The firm's decision to remove the stock's rating comes after Israeli software provider Nice Systems (NICE) announced it will acquire the Midvale, UT-based cloud software solution provider for about $940 million by the end of the year, Reuters reported.
Last Wednesday, Nice announced it will pay inContact $14 per share in cash and finance the merger with cash on hand as well as debt of up to $475 million, according to Reuters.
"We think odds are low that another bidder will emerge owing to a fair price, in our opinion, that is a 55% premium to the last trading day prior to the bid," Oppenheimer analysts said in an investor note.
The firm does not foresee any regulatory issues with the merger.

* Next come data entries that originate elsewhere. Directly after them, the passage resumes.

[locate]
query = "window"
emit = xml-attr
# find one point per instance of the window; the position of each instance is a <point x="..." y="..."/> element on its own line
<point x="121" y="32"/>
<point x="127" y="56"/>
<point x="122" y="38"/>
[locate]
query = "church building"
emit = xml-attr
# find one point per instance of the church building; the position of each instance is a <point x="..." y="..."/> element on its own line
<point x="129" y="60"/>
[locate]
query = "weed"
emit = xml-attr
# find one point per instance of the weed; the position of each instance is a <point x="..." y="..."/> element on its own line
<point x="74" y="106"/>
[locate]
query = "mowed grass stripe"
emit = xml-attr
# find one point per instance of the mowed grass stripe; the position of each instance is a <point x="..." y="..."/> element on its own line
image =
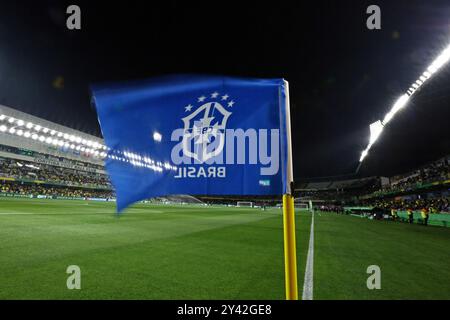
<point x="186" y="252"/>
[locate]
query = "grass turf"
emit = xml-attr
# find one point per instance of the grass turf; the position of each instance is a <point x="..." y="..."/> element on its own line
<point x="187" y="252"/>
<point x="150" y="252"/>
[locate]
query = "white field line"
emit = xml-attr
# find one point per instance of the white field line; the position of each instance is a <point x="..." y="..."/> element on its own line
<point x="309" y="272"/>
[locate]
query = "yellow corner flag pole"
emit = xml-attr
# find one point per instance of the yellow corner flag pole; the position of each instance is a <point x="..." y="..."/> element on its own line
<point x="290" y="253"/>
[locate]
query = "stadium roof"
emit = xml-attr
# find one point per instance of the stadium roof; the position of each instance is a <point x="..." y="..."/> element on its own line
<point x="342" y="76"/>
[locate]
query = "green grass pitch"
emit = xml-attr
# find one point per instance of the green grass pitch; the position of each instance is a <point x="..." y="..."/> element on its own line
<point x="194" y="252"/>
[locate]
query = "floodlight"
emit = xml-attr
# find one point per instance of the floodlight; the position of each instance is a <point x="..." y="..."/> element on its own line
<point x="375" y="131"/>
<point x="157" y="136"/>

Meanwhile, shares of inContact are rising by 0.11% to $13.88 late Monday morning.
Separately, TheStreet Ratings rated inContact as a "hold" with a score of C-.

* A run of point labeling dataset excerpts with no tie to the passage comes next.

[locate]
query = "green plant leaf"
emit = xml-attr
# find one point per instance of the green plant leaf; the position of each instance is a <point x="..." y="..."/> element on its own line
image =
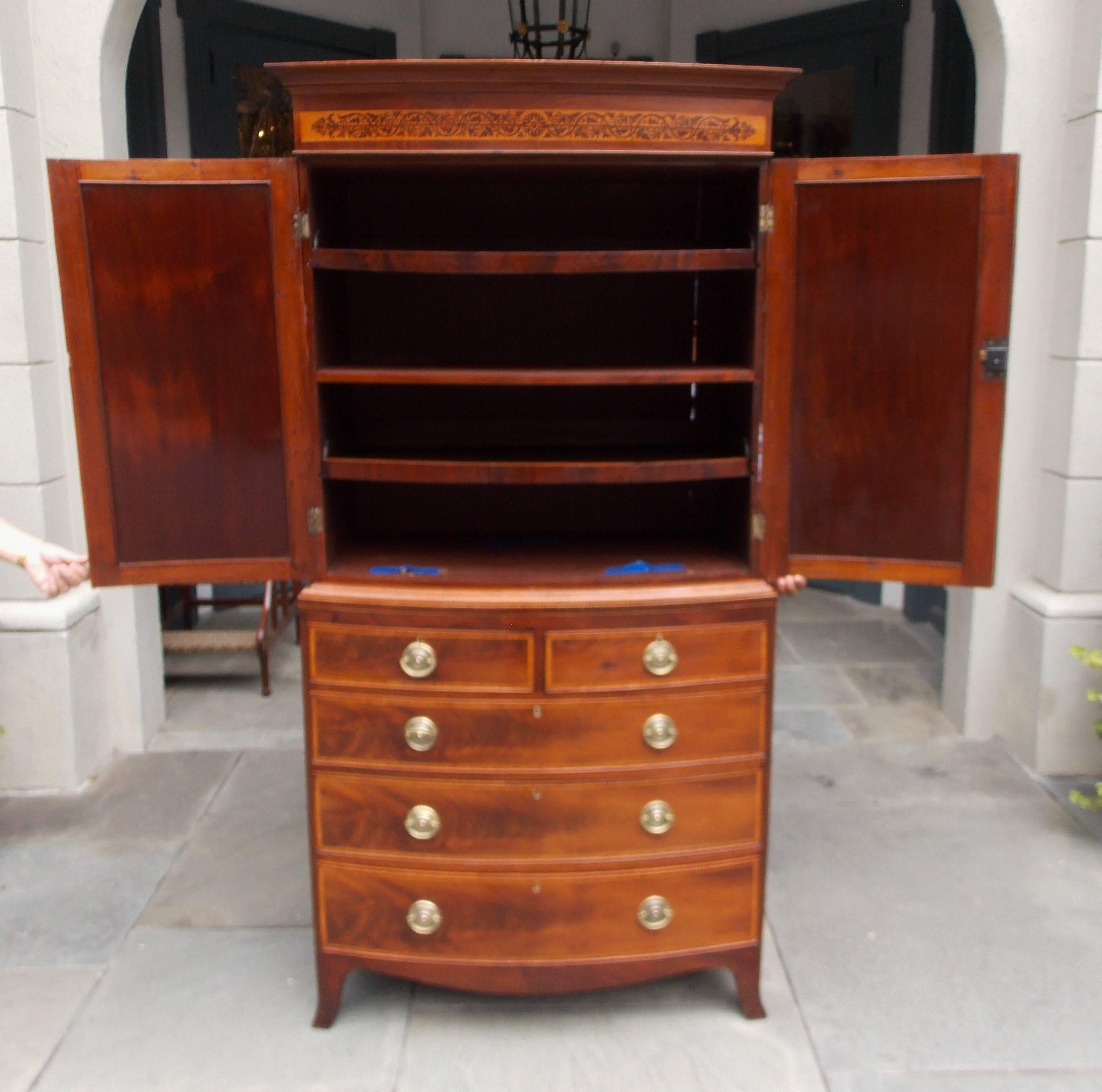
<point x="1092" y="657"/>
<point x="1082" y="801"/>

TheStreet Ratings objectively rated this stock according to its "risk-adjusted" total return prospect over a 12-month investment horizon.

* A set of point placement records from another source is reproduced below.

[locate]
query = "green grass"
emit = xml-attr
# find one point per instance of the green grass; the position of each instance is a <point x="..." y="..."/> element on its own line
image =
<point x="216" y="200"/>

Not based on the news in any given day, the rating may differ from Jim Cramer's view or that of this articles's author. TheStreet Ratings has this to say about the recommendation:
The primary factors that have impacted this rating are mixed - some indicating strength, some showing weaknesses, with little evidence to justify the expectation of either a positive or negative performance for this stock relative to most other stocks.
The company's strengths can be seen in multiple areas, such as its robust revenue growth, solid stock price performance and increase in net income. However, as a counter to these strengths, TheStreet Ratings finds that the company's return on equity has been disappointing.